Results: The number of patients with ruptured or eloquently localized AVMs was more in combination of microsurgery + embolization. On the other hand, the duration, preoperative versus postoperative hemoglobin levels, and usage of blood products did not differ between treatment groups.

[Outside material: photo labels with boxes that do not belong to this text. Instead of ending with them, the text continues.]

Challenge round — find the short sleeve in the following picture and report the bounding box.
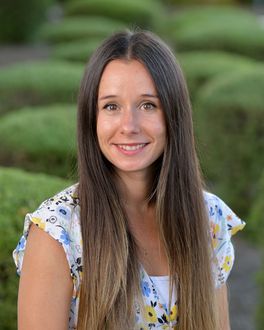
[13,186,81,294]
[205,193,245,288]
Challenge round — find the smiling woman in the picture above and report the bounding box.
[13,31,245,330]
[97,60,166,180]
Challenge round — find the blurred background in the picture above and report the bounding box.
[0,0,264,330]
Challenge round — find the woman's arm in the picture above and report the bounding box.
[18,224,73,330]
[216,284,231,330]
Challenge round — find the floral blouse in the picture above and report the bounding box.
[13,184,245,330]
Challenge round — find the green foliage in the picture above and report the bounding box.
[0,0,54,43]
[164,7,264,59]
[39,17,125,43]
[194,66,264,219]
[52,39,102,63]
[0,61,84,113]
[248,171,264,244]
[65,0,163,28]
[0,168,71,330]
[256,262,264,330]
[177,51,256,99]
[0,105,76,177]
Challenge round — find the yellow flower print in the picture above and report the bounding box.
[211,222,220,248]
[32,218,45,230]
[226,214,233,221]
[222,256,232,272]
[169,305,178,321]
[144,305,158,323]
[231,223,245,236]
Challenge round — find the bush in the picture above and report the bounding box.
[0,61,84,113]
[39,17,125,43]
[194,66,264,218]
[178,51,256,98]
[248,171,264,244]
[0,168,71,330]
[165,7,264,59]
[65,0,163,28]
[257,260,264,330]
[0,0,54,43]
[0,105,76,177]
[52,39,102,63]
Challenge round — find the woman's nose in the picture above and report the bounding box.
[120,108,140,134]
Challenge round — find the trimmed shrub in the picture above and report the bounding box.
[52,39,102,63]
[0,61,84,113]
[0,105,76,177]
[177,51,257,99]
[39,17,125,43]
[256,260,264,330]
[165,7,264,59]
[65,0,163,28]
[0,168,71,330]
[248,171,264,244]
[0,0,54,43]
[194,66,264,218]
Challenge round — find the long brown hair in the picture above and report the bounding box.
[78,31,217,330]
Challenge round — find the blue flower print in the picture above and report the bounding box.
[209,206,215,217]
[56,205,70,220]
[140,281,151,297]
[17,236,26,250]
[60,229,70,245]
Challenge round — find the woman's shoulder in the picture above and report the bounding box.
[204,191,245,238]
[13,184,82,275]
[204,192,245,287]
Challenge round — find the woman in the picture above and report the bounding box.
[14,32,244,330]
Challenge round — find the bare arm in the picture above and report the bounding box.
[18,224,73,330]
[216,284,231,330]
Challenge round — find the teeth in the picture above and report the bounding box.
[118,143,146,151]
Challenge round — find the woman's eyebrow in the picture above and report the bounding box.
[99,95,117,101]
[141,94,159,99]
[99,93,159,101]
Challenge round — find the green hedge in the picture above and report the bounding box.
[165,7,264,59]
[177,51,257,99]
[0,105,76,177]
[194,66,264,218]
[248,171,264,244]
[0,61,84,113]
[39,17,125,43]
[0,168,71,330]
[65,0,163,28]
[52,38,102,63]
[0,0,54,43]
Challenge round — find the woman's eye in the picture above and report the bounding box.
[142,102,156,110]
[104,103,117,111]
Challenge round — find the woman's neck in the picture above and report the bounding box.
[115,172,150,211]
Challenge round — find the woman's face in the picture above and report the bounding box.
[97,60,166,178]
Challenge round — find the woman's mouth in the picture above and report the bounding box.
[115,143,148,155]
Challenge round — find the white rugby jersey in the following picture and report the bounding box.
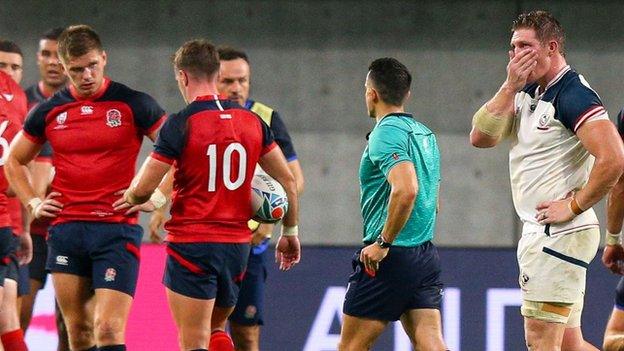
[509,66,609,235]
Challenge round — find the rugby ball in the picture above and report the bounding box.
[251,173,288,223]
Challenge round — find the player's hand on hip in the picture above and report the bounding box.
[17,232,33,265]
[602,244,624,275]
[275,235,301,271]
[113,189,156,216]
[535,198,576,224]
[505,48,537,91]
[32,192,63,219]
[148,209,165,244]
[360,243,390,277]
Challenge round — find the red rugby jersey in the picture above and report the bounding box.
[152,96,277,243]
[24,78,164,224]
[0,71,27,234]
[25,81,52,236]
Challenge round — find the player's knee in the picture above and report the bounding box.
[95,317,125,344]
[67,321,94,347]
[231,323,259,351]
[602,335,624,351]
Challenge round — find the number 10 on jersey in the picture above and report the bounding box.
[206,143,247,192]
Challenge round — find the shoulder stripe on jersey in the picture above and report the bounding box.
[574,105,605,132]
[214,95,225,111]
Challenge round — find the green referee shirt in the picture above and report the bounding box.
[360,113,440,247]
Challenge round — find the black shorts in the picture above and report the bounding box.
[28,234,48,289]
[343,241,443,321]
[163,243,249,307]
[0,227,19,286]
[230,250,268,326]
[46,222,143,296]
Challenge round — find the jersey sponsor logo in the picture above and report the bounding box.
[80,105,93,115]
[537,114,550,130]
[56,255,69,266]
[104,268,117,282]
[106,108,121,128]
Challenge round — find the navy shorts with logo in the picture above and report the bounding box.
[46,221,143,296]
[28,234,48,289]
[343,241,443,321]
[230,246,268,326]
[0,227,18,286]
[163,242,249,307]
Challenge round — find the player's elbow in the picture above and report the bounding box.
[391,184,418,206]
[470,128,498,148]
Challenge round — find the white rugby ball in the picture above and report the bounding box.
[251,173,288,223]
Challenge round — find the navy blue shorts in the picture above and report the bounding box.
[343,241,443,321]
[0,227,18,286]
[230,250,268,326]
[28,234,48,289]
[163,243,249,307]
[46,222,143,296]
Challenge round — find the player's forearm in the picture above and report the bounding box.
[470,85,516,148]
[607,177,624,233]
[126,157,171,205]
[574,157,622,214]
[276,173,299,227]
[381,187,418,242]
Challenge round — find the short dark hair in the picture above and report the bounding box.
[58,24,103,61]
[173,39,219,78]
[511,10,565,56]
[0,40,24,57]
[368,57,412,106]
[39,27,65,40]
[218,46,249,63]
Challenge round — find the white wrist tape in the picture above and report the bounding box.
[150,188,167,209]
[605,230,622,245]
[472,105,513,138]
[27,197,43,218]
[282,225,299,236]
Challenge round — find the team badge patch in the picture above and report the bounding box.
[106,108,121,128]
[245,305,258,319]
[56,112,67,124]
[537,115,550,130]
[104,268,117,282]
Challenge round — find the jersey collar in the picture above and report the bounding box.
[193,94,228,101]
[535,65,571,98]
[69,77,111,101]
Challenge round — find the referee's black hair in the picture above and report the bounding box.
[217,46,249,64]
[368,57,412,106]
[0,40,24,57]
[39,27,65,41]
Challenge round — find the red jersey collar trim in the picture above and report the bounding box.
[193,94,228,101]
[69,77,111,101]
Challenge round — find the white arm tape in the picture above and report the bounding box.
[605,230,622,245]
[150,188,167,209]
[28,197,43,218]
[282,224,299,236]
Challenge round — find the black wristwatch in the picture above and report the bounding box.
[375,234,392,249]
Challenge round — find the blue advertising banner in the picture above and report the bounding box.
[261,247,619,351]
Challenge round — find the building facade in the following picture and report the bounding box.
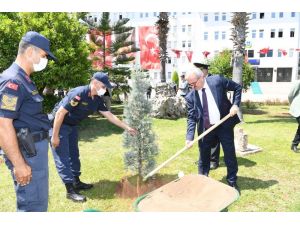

Conclusion: The results of the study showed no superiority of the combined treatment in managing AVMs in parallel to recent meta-analyses. However, a patient-tailored approach is recommended while making the treatment decision for such challenging intracerebral AVM cases.

脑动静脉畸形的外科治疗:术前栓塞的作用。
目的:脑动静脉畸形(AVMs)的最佳治疗方法仍存在争议。显微外科手术和血管内栓塞可以单独使用,也可以组合使用。然而,每一种模式都有其自身的风险。在本研究中,我们比较了单纯显微外科手术与显微外科+栓塞联合治疗动静脉畸形的结果。材料和方法:共招募了62名患者(34名男性,28名女性),他们患有Spetzler&Martin 3级(n=44)和4级(n=18)动静脉畸形。其中显微外科+栓塞联合治疗37例,单纯显微外科治疗25例。比较了他们的临床特征(破裂/未破裂、口才、改良兰金评分、手术持续时间、术前和术后血红蛋白水平、血液制品的使用)。结果:采用联合入路治疗的AVM破裂或明显局限的患者数量较多。手术持续时间、术前和术后血红蛋白水平以及血液制品的使用在联合入路和单独显微外科之间没有差异。结论:由于存在深静脉引流或病灶大小,定位明确的AVMs可能具有更高的手术风险,因此更优选联合治疗。联合入路与单一入路选择的其他差异与病变解剖生理学无关。相反,我们认为联合治疗在我们最初的临床实践中更合适,并相应地规划了我们的临床策略。尽管如此,现在,与最近的荟萃分析相比,我们没有发现联合治疗在AVMs管理方面的优越性。因此,在AVMs的治疗中,手术前栓塞通常是不可取的,但在患者定制的方法中应考虑一些例外情况。
本文章由计算机程序翻译,如有差异,请以英文原文为准。